The whole idea of a café racer, of course, comes from the fifties, when greasers lathered up into a frenzy by Gene Vincent records from a transport café’s jukebox, would race from round­about to round­about for kicks. The obvious need to stay clear of alcoholic beverages meaning that a nice cuppa char served in your average transport café by the side of a British A-​​road was much more conducive as a meeting point than a local hostelry.

The classic café racer was a bike that had been modded for quickness surf-​​footedness — fifties and sixties examples aped the homologated road racers of the time. Long, flat stripped or chrome fuel tanks and small, one man seat right at the back of the frame were the most visible leitmotifs, along with dropped, ‘clip-​​on’ handlebars. The defin­itive machine in the early years was a hybridised beauty that was the progeny of a Norton frame and Triumph engined machine called “The Triton” (Triumph and Norton, geddit?).

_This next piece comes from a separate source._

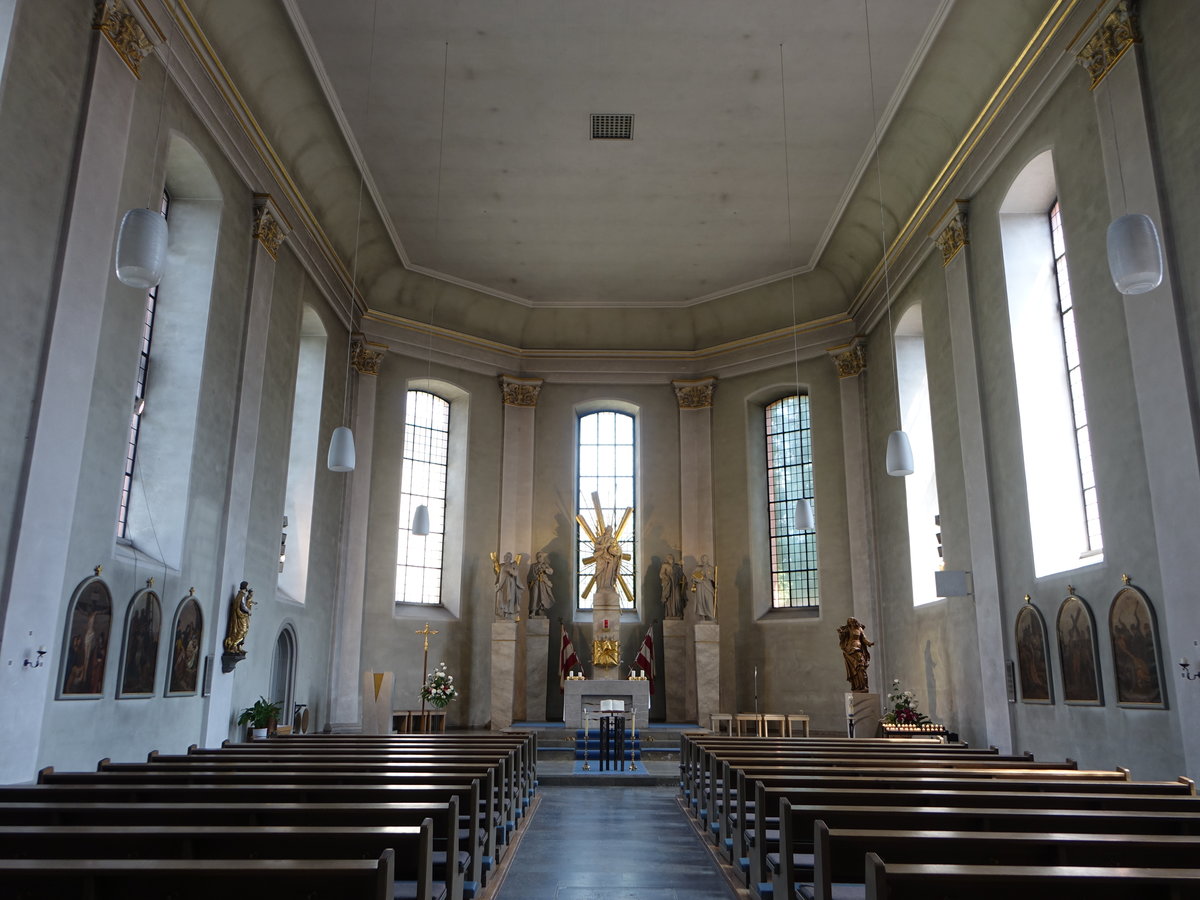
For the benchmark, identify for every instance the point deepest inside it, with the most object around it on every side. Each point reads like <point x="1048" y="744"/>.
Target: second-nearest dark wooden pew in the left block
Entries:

The café racer cult has since the days when they were simply stripped-​​down mods, become a scene in itself, and acolytes of the scene fetishise all that is utilit­arian – even though it is often filtered through the lens of youth cult and the fashion business. Whatever the roots and the rhymes and the reasons, there’s something about the classic set up that brings us out in the need for English iron and unadul­terated grease.